129 - The Association of Traumatic Brain Injury with the Development of Opioid Use Disorder Among Youth
Monday, April 28, 2025
7:00am – 9:15am HST
Publication Number: 129.6835
Michael S. Toce, Boston Children's Hospital, Boston, MA, United States; Siddharth Jogi, MassGeneral Hospital for Children, Boston, MA, United States; Meredith Glass, MassGeneral Hospital for Children, Boston, MA, United States; Arthur Robin Williams, Columbia University Vagelos College of Physicians and Surgeons, New York, NY, United States; Florence Bourgeois, Boston Children's Hospital, Boston, MA, United States; Rebekah Mannix, Boston Children's Hospital, Boston, MA, United States; Scott E. Hadland, Mass General for Children / Harvard Medical School, Boston, MA, United States
Assistant Professor of Pediatrics and Emergency Medicine Boston Children's Hospital Boston, Massachusetts, United States
Background: Traumatic brain injury (TBI) among youth is common and has been associated with the development of new affective or behavioral disorders. Further, individuals with opioid-use disorder (OUD) are more likely than the general population to have a mental health condition. Whether TBI is associated with subsequent OUD in youth is unknown. Objective: To test the association of TBI with subsequent OUD development in a large and geographically diverse sample. Design/Methods: We performed a matched cohort study of youths aged 13-25 years in the Transformed Medicaid Statistical Information System, a dataset with all available inpatient, emergency department, and outpatient claims from Medicaid-enrolled individuals from all US states. We identified youth with a diagnosis of TBI during calendar years 2016-2019, and assessed all available follow-up data through 2021. The diagnosis of TBI encompassed mild conditions such as concussion as well as more severe injuries like traumatic intracranial hemorrhage. Since youth with any painful injury may be at risk for opioid use and OUD, we matched youth with TBI in a 1:1 ratio with individuals presenting for a fracture who were of the same age, sex, and US state. The primary outcome was time to incident diagnosis of OUD. Individuals who unenrolled from Medicaid were right-censored at their last date of observation.

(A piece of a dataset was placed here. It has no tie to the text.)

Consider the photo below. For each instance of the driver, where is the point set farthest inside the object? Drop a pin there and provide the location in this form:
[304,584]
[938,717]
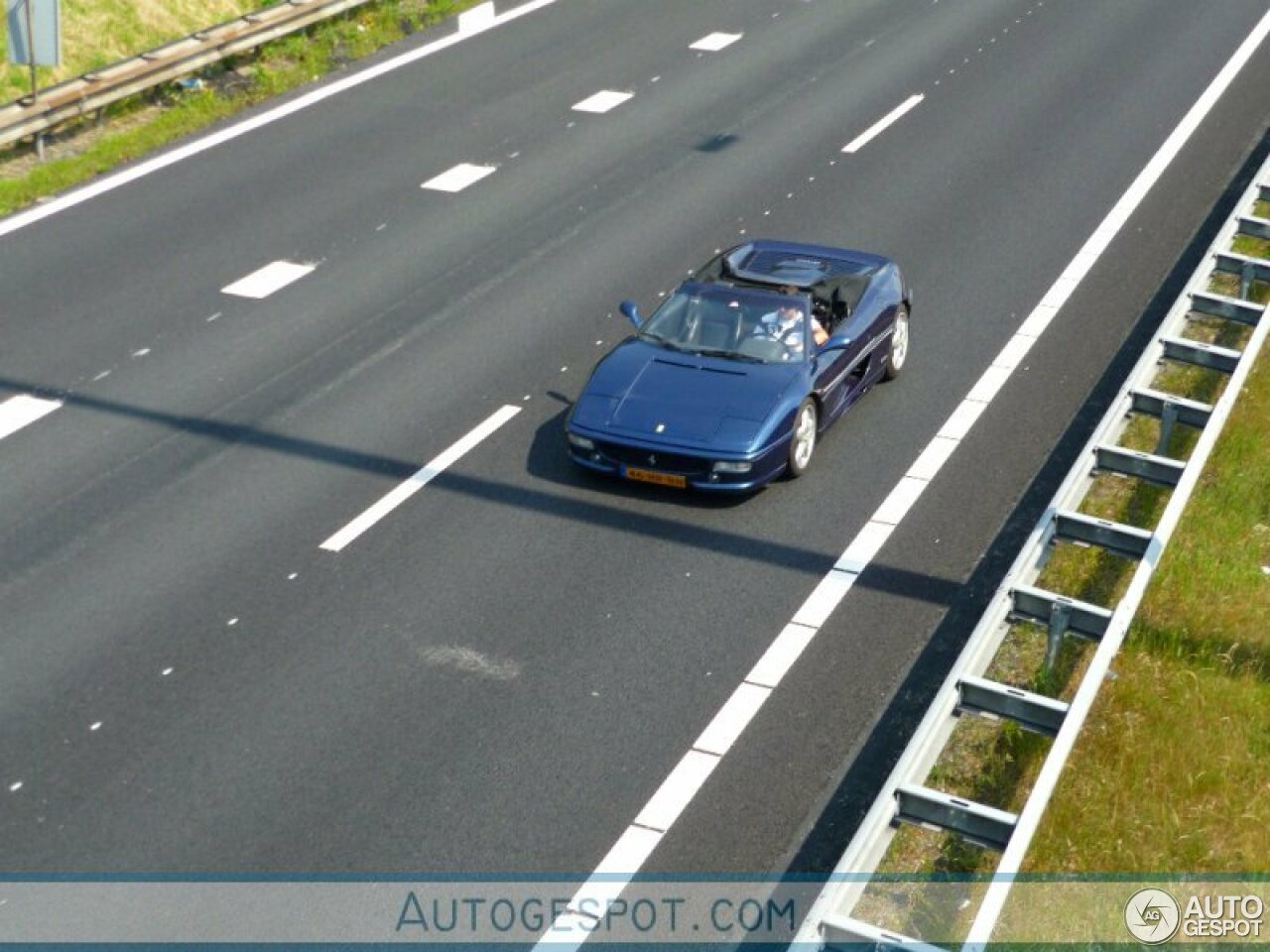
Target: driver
[785,325]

We used descriptive statistics to describe the study population and generated Cox proportional hazards models to test the association between TBI and OUD. Results: We identified 880,947 (39.0% females; mean age 17.2 years [SD 4.0 years]) individuals diagnosed with a TBI between 2016-2019. A greater proportion of individuals with TBI (n=9,806; 1.1%) developed OUD compared to controls (n=8,200; 0.9%). The cumulative incidence of OUD in the TBI group was 550 cases per 100,000 person-years, compared to 546 cases per 100,000 person-years in controls. Individuals diagnosed with TBI were 3.6% (95% CI, 0.6 to 6.7%) more likely to develop OUD compared to their matched controls.

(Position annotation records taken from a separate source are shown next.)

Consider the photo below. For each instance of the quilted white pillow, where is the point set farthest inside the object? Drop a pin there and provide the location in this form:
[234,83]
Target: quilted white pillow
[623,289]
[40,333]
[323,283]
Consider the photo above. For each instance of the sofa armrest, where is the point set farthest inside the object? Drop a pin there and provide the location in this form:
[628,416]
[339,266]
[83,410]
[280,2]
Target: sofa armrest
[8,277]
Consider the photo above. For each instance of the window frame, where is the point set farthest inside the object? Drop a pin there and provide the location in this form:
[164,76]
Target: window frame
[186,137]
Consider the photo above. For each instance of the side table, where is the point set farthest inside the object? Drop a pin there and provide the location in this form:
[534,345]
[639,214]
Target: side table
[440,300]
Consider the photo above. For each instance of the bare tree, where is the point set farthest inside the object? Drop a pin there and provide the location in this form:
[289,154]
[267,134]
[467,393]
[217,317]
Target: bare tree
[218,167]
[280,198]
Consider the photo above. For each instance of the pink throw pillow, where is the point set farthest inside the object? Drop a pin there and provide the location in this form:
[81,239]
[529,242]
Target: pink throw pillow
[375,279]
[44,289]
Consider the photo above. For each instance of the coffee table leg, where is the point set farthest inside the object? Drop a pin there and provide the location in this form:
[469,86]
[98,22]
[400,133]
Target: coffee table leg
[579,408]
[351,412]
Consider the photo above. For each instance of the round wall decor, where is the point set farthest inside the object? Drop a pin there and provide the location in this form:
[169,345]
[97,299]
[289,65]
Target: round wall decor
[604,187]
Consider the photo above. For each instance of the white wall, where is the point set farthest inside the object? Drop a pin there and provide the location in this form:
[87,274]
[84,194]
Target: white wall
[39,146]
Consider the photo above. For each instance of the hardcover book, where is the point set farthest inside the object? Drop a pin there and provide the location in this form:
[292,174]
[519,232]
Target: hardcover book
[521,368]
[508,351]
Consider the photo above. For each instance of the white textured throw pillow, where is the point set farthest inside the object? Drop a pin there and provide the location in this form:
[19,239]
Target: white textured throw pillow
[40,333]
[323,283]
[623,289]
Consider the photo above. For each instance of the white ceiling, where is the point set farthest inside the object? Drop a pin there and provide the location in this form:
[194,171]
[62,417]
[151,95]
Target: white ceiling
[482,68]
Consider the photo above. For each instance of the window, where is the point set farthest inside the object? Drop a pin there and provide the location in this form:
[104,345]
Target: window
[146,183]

Conclusion(s): In this large matched cohort study, the prevalence of OUD was elevated (0.9-1.1%) compared to the previously reported values in healthcare claims studies (0.2-0.3%). Individuals with TBI were more likely to develop OUD compared to matched individuals with painful injuries, although the relative hazard was only marginally higher. Given the high prevalence of TBI among youth, additional studies exploring this relationship are warranted.